DEVELOPMENT AND CHARACTERIZATION OF EFFECTIVE HEPATITIS C VIRUS-NEUTRALIZING ANTIBODIES FOR VACCINE DESIGN

Hepatitis C virus (HCV) is a major public health problem worldwide. There are 200 million people that are chronically infected with the virus and at risk for developing life-threatening liver disease. Critical gap in understanding HCV immunity has hindered the design of effective anti-HCV vaccines and immunotherapeutics. We hypothesize that subjects, who successfully cleared the viral infection, may possess higher levels of HCV-specific B-cell immunity, compared to those with chronic infections. We aim to study the nature of successful immune response against HCV and develop effective HCV-neutralizing antibodies.
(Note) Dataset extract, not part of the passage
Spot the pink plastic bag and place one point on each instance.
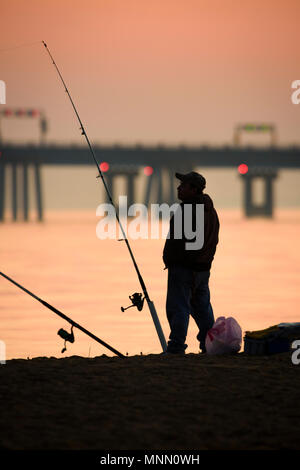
(225, 337)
Sera and B cells were collected from chronically infected (CI) patients and patients who achieved spontaneous clearance (SC). We have observed high titer of HCV-specific antibodies in the sera of CI patients compared to low levels of antibodies in the sera of SC`s. In contrast to the low level of binding, high levels of HCV neutralization was observed with these sera. Next, we constructed two antibody libraries using antibody engineering technology: one from the CI patients and the second from the SC`s. These libraries were screen for the selection of HCV binding antibodies by repetitive rounds of panning. A panel of antibodies from the two libraries was isolated and validated for their ability to bind and neutralize HCV.
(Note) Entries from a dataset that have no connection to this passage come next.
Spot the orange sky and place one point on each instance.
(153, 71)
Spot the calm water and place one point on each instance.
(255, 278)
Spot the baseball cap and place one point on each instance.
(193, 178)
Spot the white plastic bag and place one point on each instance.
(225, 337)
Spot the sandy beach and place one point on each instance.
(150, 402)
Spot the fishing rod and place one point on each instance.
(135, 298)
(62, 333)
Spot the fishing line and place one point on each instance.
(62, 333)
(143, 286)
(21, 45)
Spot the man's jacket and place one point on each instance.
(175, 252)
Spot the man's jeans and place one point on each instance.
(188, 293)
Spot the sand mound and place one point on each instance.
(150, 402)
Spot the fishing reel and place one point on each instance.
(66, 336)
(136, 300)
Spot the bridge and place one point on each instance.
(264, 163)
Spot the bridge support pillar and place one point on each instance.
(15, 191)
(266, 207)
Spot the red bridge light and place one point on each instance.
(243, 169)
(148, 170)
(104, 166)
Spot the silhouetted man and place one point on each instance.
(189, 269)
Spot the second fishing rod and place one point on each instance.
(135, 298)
This study suggests that the nature of successful anti-HCV B-cell immune response may be unique not only in its quick onset and quantity but also in its quality. The isolation of unique antibodies may open new avenues to effective immunoglobulin-based therapies that could prove helpful in preventing or treating HCV-related liver disease and would benefit vaccine development efforts.